EfexCellMapping Class Reference

New class for Efex Cell Mappings, constructs either from shared CSVTables instance. More...

#include <EfexCellMapping.h>

Collaboration diagram for EfexCellMapping:

Public Types
enum	roiType { Roi }

Public Member Functions
	EfexCellMapping (int crate, int efexnumber, int fpga, int quad, int mgtchannel, int dataword)
	EfexCellMapping (int crate, int efexnumber, int fpga, int mgtchannelout, int dataword)
	EfexCellMapping (roiType t, int crate, int efexnumber, int fpga, int eta, int phi)
	EfexCellMapping (roiType t, int crate, int efexnumber, int fpga, int eta, int phi, int seed)
L1CaloDetectorRegion	getDetectorRegion () const
EfexHardwareInfo	getHardwareInfo () const
std::string	getLatomeID () const

Public Attributes
int	m_fibrenumber {-1}
int	m_inputconnector {-1}

Private Member Functions
void	init (int crate, int efexnumber, int fpga, int quad, int mgtchannel, int dataword)
std::string	findModuleCords (int crate, int efexnumber) const

Private Attributes
L1CaloDetectorRegion	m_region
EfexHardwareInfo	m_hwinfo
EfexCSVTables &	m_tables { EfexCSVTables::getInstance() }
std::string	m_latomeid

Detailed Description

New class for Efex Cell Mappings, constructs either from shared CSVTables instance.

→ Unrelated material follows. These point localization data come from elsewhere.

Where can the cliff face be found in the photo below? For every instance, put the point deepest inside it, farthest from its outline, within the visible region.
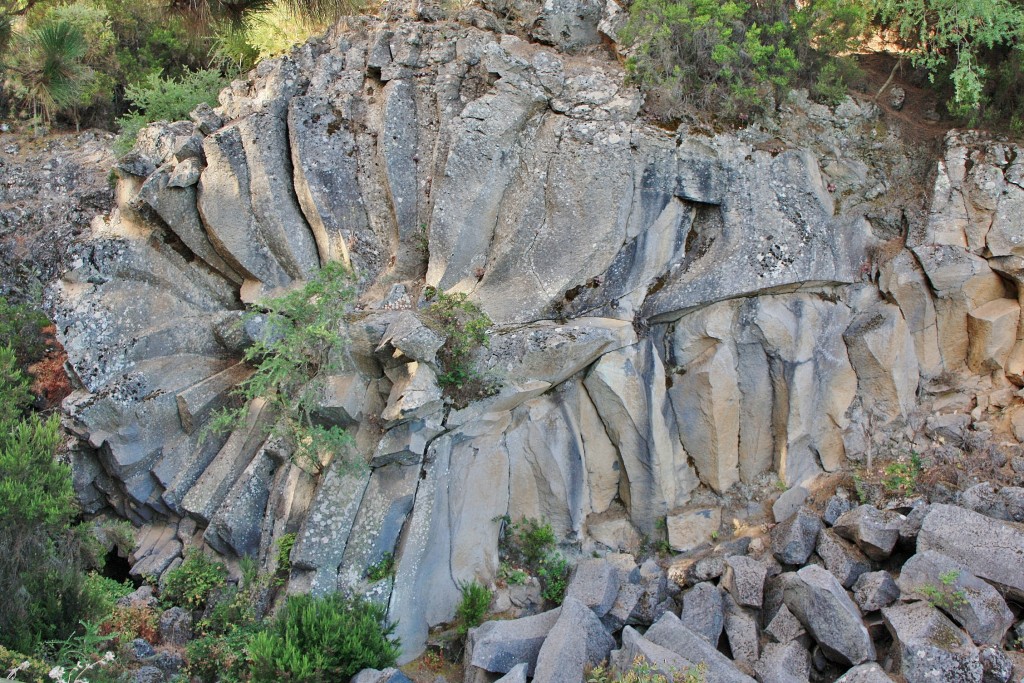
(673, 309)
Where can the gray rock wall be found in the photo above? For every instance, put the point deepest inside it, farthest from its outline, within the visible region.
(672, 309)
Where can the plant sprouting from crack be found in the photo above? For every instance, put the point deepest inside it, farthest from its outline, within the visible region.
(298, 347)
(465, 328)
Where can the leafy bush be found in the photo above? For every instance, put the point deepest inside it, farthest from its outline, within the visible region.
(529, 545)
(554, 574)
(299, 345)
(734, 57)
(161, 98)
(189, 584)
(473, 606)
(28, 669)
(48, 69)
(323, 639)
(951, 37)
(642, 672)
(41, 568)
(220, 657)
(381, 568)
(465, 328)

Definition at line 14 of file EfexCellMapping.h.

Member Enumeration Documentation

roiType

enum EfexCellMapping::roiType

Enumerator
Roi

Definition at line 17 of file EfexCellMapping.h.

{ Roi };

Constructor & Destructor Documentation

EfexCellMapping() [1/4]

EfexCellMapping::EfexCellMapping ( int crate, int efexnumber, int fpga, int quad, int mgtchannel, int dataword )

inline

Definition at line 19 of file EfexCellMapping.h.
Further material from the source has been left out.